As for the argument that Suzuki is using an apocalyptic position, one that psychologists have demonstrated is not effective in changing human attitudes, he responds that his hope lies in the belief that nature will support all our efforts to curb our emissions. And he points to countries like Sweden that has already cut 1992 level emissions by 8%, while growing its economy, as his way of demonstrating that growing the economy and creating jobs is not incompatible with taking serious steps to protect and preserve the ecosystem.
Scathing in his criticism of the Canadian government of Stephen Harper, Suzuki says that Harper is attempting to create a "petro-state" in this country, with his unqualified support for the Alberta oil sands energy project, and its need for pipelines to the west coast and to Texas, in order to sell the heavy crude that is being extracted from the ground in northern Alberta.
However, in his strong attempt to link the United States to participation in the environmental movement, Suzuki uses the "moon" project outlined by President John F. Kennedy, following the Russian launch of Sputnik, in 1957. What seems missing in our assessment of Suzuki's use of this analogy is that, different from the threat of losing to the Russians following their successful launch, the Americans do not have an "opponent" with whom to compete on the environment, as they then saw Russia.
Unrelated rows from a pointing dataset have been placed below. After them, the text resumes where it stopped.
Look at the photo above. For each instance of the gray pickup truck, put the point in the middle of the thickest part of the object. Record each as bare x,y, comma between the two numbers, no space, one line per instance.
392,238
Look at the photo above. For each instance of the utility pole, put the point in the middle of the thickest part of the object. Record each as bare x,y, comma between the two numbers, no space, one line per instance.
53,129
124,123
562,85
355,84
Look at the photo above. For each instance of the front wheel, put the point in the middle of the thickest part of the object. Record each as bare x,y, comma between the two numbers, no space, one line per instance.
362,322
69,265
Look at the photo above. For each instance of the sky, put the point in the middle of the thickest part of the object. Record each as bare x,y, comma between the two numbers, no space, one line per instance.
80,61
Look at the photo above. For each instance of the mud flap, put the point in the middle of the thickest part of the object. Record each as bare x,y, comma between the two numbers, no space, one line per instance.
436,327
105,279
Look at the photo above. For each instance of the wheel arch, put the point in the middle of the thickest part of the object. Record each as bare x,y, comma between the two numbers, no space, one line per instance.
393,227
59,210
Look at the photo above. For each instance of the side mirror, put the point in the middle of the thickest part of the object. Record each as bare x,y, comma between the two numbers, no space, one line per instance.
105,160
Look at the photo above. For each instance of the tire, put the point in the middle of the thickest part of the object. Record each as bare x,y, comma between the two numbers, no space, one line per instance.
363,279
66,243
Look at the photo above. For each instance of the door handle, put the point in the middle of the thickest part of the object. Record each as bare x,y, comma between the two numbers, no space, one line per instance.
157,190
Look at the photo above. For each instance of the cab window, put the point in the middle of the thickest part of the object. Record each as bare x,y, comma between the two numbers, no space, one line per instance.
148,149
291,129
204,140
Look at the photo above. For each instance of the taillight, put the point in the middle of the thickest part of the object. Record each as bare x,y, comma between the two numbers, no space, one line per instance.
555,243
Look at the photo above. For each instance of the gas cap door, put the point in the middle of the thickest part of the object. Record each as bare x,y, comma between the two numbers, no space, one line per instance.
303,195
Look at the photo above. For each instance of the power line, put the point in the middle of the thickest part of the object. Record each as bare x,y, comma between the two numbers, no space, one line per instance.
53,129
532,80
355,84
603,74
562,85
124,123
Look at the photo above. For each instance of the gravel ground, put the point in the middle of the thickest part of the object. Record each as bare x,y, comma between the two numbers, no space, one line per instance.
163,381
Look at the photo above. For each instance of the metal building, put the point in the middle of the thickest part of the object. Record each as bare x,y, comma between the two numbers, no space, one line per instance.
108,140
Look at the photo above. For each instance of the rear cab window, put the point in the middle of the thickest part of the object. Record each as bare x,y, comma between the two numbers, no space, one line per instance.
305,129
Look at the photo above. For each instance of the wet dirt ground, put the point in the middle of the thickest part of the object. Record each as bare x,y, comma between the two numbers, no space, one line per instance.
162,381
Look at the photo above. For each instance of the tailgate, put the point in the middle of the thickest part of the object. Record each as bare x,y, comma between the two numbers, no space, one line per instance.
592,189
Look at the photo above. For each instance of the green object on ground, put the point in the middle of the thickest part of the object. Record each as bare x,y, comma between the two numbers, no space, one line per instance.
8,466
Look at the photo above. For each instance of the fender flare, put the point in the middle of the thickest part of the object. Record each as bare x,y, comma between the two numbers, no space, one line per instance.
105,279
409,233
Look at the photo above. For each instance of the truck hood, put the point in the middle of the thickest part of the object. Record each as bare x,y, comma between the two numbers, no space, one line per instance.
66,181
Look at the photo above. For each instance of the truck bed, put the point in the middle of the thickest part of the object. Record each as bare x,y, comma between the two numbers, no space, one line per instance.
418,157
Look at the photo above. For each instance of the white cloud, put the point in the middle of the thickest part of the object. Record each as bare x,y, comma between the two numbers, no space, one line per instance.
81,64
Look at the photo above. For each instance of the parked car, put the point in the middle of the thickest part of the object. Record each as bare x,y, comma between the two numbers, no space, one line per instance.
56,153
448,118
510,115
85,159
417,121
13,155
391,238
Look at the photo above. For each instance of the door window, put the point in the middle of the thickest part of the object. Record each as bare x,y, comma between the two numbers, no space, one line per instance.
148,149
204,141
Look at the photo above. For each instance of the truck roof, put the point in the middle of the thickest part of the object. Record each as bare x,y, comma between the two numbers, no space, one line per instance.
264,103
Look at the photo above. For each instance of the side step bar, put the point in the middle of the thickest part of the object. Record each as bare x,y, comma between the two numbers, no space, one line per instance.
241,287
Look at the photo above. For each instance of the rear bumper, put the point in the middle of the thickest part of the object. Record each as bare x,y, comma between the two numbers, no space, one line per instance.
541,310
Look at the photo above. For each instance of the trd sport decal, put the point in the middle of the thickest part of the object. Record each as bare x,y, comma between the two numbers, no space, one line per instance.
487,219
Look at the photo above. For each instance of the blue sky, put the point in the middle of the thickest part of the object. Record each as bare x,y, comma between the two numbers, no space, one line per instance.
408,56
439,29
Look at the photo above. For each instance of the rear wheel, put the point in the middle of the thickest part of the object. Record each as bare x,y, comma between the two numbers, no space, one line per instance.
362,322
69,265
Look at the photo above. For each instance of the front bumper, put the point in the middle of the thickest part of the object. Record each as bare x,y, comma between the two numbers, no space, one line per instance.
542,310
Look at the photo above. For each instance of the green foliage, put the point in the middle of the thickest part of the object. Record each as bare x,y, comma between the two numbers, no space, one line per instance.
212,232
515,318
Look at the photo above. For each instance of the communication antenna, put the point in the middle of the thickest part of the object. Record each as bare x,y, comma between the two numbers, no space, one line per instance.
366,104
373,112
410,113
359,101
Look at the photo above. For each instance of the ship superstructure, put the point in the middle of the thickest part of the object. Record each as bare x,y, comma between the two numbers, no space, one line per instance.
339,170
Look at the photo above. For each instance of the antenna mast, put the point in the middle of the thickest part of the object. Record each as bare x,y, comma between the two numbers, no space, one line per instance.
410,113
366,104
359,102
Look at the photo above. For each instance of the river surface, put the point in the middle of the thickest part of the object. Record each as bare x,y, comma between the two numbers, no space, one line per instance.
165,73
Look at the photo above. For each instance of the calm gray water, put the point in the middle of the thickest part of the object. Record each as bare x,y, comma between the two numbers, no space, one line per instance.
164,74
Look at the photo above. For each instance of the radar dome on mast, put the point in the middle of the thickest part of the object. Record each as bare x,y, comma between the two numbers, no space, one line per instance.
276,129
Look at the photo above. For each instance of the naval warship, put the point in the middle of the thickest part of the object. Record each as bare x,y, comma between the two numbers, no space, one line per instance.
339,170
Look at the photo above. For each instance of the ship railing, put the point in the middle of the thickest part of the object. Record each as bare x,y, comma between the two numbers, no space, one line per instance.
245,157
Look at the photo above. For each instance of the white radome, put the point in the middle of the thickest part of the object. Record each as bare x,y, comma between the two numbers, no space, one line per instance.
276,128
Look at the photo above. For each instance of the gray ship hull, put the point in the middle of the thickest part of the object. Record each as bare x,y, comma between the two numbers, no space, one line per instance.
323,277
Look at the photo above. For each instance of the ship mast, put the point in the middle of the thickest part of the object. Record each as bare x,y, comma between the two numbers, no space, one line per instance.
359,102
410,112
It is in competing with an external, extrinsic opponent, that the Americans can and will give an all-out effort verging on a national crisis response, to a situation that pictures a victory over an opponent.
The environment, however, is an abstract and universal and unnamed opponent, one shared by all countries and all peoples around the world, so that "winning" does not have the same kind of psychological appeal and motivation for the United States. And, coming out of two wars, and a serious economic crisis, the Americans are concentrating on their short-term goals of putting people back to work. Also, ironically, while the process of innovation is critical to the  business of generating new ventures and through them new jobs, the political process in the United States is so mired, even drowning some would argue, in loose and free-flowing cash for the people who have been elected, that their willingness to put the national interests ahead of their own personal ambitions for the luxuries of a lifestyle that emulates the "rich and the famous" is literally non-existent.
And so, along with Suzuki, we wait and watch as the White House attempts to stimulate interest in and a demand for political action on the global warming and climate change front...all the while wondering what kind of prodding it will take to wake the stubborn beast that is the American political culture to the impending threats of global warming and climate change...and wring our hands in hope of a change in government in Ottawa that will bring attention to the need to spend public money to reduce Canada's dependence on fossil fuels.
And we all know that there are jobs by the millions in new technologies and in concerted attempts to grow the economy through addressing the threat to the environment, and for that we can all thank a lifetime of activism by Dr. David Suzuki, named by his father after David the Goliath slayer of the Old Testament, who has certainly lived up to his father's expectations.